Trying to overlap MPI communication with computation of boundary conditions. However, NVIDIA seemed to forget one important detail in the documentation for CUDA-aware MPI: it looks like CUDA streams are not supported with CUDA-aware MPI communication.
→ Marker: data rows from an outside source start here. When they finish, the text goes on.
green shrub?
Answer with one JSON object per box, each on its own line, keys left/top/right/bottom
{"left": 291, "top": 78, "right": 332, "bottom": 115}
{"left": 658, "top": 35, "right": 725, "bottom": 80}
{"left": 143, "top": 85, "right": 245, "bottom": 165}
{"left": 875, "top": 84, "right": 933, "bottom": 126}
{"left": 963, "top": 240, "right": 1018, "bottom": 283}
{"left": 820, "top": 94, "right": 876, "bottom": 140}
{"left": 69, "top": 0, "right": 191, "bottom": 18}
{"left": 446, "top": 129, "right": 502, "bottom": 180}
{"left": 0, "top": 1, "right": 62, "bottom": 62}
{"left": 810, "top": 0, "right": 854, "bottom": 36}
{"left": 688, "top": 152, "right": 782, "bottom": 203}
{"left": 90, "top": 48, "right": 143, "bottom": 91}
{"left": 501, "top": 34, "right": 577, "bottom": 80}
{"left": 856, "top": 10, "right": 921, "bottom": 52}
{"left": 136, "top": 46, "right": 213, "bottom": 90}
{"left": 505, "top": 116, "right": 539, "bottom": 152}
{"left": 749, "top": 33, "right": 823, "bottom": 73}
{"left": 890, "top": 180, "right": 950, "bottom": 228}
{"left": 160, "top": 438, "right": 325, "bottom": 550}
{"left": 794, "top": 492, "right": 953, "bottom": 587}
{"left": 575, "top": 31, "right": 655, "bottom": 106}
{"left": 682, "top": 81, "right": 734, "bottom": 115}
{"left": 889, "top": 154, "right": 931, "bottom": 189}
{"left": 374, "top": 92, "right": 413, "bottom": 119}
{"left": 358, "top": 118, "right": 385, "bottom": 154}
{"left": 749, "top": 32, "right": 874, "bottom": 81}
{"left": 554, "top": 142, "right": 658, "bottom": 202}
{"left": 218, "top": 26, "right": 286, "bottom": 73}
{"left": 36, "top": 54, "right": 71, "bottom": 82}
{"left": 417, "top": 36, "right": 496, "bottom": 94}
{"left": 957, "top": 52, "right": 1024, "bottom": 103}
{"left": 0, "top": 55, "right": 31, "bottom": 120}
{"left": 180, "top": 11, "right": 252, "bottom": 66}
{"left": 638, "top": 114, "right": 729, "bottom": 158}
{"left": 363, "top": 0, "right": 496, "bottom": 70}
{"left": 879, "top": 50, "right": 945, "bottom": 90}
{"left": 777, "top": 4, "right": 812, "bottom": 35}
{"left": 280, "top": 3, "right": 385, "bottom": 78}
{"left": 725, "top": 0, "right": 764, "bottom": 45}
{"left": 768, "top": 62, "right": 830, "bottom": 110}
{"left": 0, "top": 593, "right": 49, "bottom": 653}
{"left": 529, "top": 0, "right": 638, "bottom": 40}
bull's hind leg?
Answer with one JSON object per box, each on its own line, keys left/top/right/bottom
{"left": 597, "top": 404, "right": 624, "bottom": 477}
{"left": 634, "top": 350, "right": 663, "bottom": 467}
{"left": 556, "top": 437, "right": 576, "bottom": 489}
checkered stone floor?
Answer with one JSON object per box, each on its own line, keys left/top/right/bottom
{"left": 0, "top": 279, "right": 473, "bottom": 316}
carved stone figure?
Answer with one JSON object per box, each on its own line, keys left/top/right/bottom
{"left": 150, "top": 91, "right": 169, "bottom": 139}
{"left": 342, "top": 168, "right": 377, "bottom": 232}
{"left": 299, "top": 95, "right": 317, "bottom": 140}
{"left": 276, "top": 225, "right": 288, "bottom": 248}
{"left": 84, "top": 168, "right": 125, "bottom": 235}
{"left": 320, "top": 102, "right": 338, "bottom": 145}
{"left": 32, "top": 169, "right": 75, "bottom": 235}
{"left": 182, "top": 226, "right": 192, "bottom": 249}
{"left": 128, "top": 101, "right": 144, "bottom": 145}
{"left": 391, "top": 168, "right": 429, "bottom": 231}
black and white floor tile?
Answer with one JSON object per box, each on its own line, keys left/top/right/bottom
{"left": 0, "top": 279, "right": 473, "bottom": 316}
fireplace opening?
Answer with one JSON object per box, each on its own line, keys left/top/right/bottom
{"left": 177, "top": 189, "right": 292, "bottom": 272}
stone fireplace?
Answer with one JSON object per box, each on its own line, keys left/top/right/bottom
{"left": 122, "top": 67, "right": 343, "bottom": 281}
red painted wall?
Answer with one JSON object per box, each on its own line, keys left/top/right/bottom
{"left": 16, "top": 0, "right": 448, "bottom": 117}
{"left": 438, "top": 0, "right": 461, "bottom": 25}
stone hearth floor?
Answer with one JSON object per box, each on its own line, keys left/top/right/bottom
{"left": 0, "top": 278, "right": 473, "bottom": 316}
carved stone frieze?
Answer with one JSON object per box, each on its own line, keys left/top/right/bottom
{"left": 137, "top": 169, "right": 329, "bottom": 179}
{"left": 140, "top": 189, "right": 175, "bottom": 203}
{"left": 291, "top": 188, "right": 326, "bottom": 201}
So in the end the fastest solution might be to use old-school gpu->cpu->cpu->gpu MPI communication after all

2019-10-21 15:50:53 +02:00
parent f120343110
commit 915e1c7c14
1 changed files with 45 additions and 46 deletions
--- a/src/core/device.cu
+++ b/src/core/device.cu
@@ -192,8 +192,8 @@ acDeviceCreate(const int id, const AcMeshInfo device_config, Device* device_hand
    }

    // Reductions
-    ERRCHK_CUDA_ALWAYS(cudaMalloc(&device->reduce_scratchpad,
-                                         acVertexBufferCompdomainSizeBytes(device_config)));
+    ERRCHK_CUDA_ALWAYS(
+        cudaMalloc(&device->reduce_scratchpad, acVertexBufferCompdomainSizeBytes(device_config)));
    ERRCHK_CUDA_ALWAYS(cudaMalloc(&device->reduce_result, sizeof(AcReal)));

 #if PACKED_DATA_TRANSFERS
@@ -860,9 +860,14 @@ acDeviceGatherMeshMPI(const AcMesh src, AcMesh* dst)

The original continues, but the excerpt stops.